Suizid : Liedermacher Kurt Demmler begeht Selbstmord - Verfahren eingestellt

Der Liedermacher Kurt Demmler hat sich das Leben genommen. Der bekannte DDR-Musiker stand seit Januar wegen sexuellen Missbrauchs von Kindern vor dem Berliner Landgericht.

Kerstin Gehrke
Kurt Demmler
Kurt Demmler: Der Liedermacher hat sich das Leben genommen. -Foto: dpa

BerlinDer Missbrauchs von Kindern angeklagte Liedermacher Kurt Demmler hat sich in seiner Zelle das Leben genommen. Der 65-Jährige habe sich erhängt, bestätigte am Dienstag Justizsprecher Daniel Abbou. Ein Abschiedsbrief sei bislang nicht gefunden worden.

Nach Bekanntwerden von Kurt Demmlers Freitod, einem der erfolgreichsten Rocktexter der DDR, verkündeten die Richter daraufhin am Nachmittag die Einstellung des Verfahrens. Der Prozess sollte eigentlich am Vormittag im Moabiter Kriminalgericht mit der Befragung von ersten Opfern fortgesetzt werden.

Seit August vorigen Jahres in U-Haft

Demmler ist nach Angaben des Sprechers gegen 6.20 Uhr tot in seiner Zelle aufgefunden worden. Er saß seit August letzten Jahres in Untersuchungshaft. Suizidale Tendenzen seien bei ihm nicht erkennbar gewesen, erklärte der Sprecher. Das bestätigte auch ein psychiatrischer Gutachter, der mit Demmler noch am Freitag gesprochen hatte. "Er wirkte stabil", sagte der Psychiater. Der Liedermacher hatte die Vorwürfe im Ermittlungsverfahren bestritten, vor Gericht jedoch geschwiegen. 

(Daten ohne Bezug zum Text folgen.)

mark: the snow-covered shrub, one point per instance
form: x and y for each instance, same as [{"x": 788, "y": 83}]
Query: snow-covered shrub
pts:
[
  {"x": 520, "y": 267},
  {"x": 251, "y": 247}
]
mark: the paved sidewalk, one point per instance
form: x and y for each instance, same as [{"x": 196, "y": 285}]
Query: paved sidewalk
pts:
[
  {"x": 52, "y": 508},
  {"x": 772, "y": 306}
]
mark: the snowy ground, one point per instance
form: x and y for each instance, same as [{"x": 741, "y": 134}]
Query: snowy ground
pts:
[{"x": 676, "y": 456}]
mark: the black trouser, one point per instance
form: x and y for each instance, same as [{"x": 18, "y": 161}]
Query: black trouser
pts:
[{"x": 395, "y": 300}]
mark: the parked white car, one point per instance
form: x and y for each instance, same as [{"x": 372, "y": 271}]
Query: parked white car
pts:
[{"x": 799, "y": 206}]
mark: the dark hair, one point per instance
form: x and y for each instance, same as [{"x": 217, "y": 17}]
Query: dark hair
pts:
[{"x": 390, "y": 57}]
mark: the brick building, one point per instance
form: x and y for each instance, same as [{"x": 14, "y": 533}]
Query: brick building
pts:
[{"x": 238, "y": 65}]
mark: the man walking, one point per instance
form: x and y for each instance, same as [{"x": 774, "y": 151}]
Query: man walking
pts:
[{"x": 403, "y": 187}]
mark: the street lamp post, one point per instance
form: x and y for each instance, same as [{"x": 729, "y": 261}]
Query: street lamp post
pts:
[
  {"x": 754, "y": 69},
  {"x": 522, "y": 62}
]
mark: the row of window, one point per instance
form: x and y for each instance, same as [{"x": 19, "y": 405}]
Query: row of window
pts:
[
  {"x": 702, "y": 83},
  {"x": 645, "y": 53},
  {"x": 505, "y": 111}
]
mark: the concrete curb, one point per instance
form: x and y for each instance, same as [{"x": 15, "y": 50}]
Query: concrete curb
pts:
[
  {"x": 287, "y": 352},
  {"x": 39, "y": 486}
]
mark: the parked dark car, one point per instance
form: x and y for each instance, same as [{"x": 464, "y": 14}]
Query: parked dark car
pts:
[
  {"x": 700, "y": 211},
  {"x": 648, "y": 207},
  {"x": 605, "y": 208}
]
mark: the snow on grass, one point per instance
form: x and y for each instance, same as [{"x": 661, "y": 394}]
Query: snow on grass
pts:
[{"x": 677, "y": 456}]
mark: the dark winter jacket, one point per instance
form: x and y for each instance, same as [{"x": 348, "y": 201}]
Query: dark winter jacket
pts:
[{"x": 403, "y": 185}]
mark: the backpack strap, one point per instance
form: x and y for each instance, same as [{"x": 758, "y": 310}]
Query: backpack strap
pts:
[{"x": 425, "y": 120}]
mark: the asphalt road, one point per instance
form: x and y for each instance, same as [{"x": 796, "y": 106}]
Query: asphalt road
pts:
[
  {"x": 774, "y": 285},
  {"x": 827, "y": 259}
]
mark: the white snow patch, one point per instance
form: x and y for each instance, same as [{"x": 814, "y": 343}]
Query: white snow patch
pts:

Die Staatsanwaltschaft hatte dem Mann, der den Nina-Hagen-Hit "Du hast den Farbfilm vergessen" schrieb und für DDR-Rockgruppen wie Puhdys, Karat oder Karussell textete, sexuellen Missbrauchs von sechs Mädchen im Alter zwischen zehn und 14 Jahren vorgeworfen. Zu den Taten sei es zwischen August 1995 und November 1999 in seiner Wohnung in Prenzlauer Berg und einmal auch in seiner Villa im märkischen Storkow gekommen. Die Opfer waren den Ermittlungen zufolge Mädchen, die er unter dem Vorwand eines Castings für eine Band angelockt habe. Insgesamt 212 Übergriffe listete die Anklage auf.

Druck auf eine Zeugin

Als die Vorwürfe erhoben wurden, soll Demmler eine der Zeuginnen auch unter Druck gesetzt haben. In einer E-Mail habe er sie gedrängt, nicht auszusagen. Er drohte den Angaben zufolge auch mit Selbstmord. Ernst nahm das niemand. Weil er versucht haben soll, Zeuginnen zu beeinflussten, wurde Demmler im August wegen Verdunklungsgefahr festgenommen. Am 22. Januar begann der Prozess. 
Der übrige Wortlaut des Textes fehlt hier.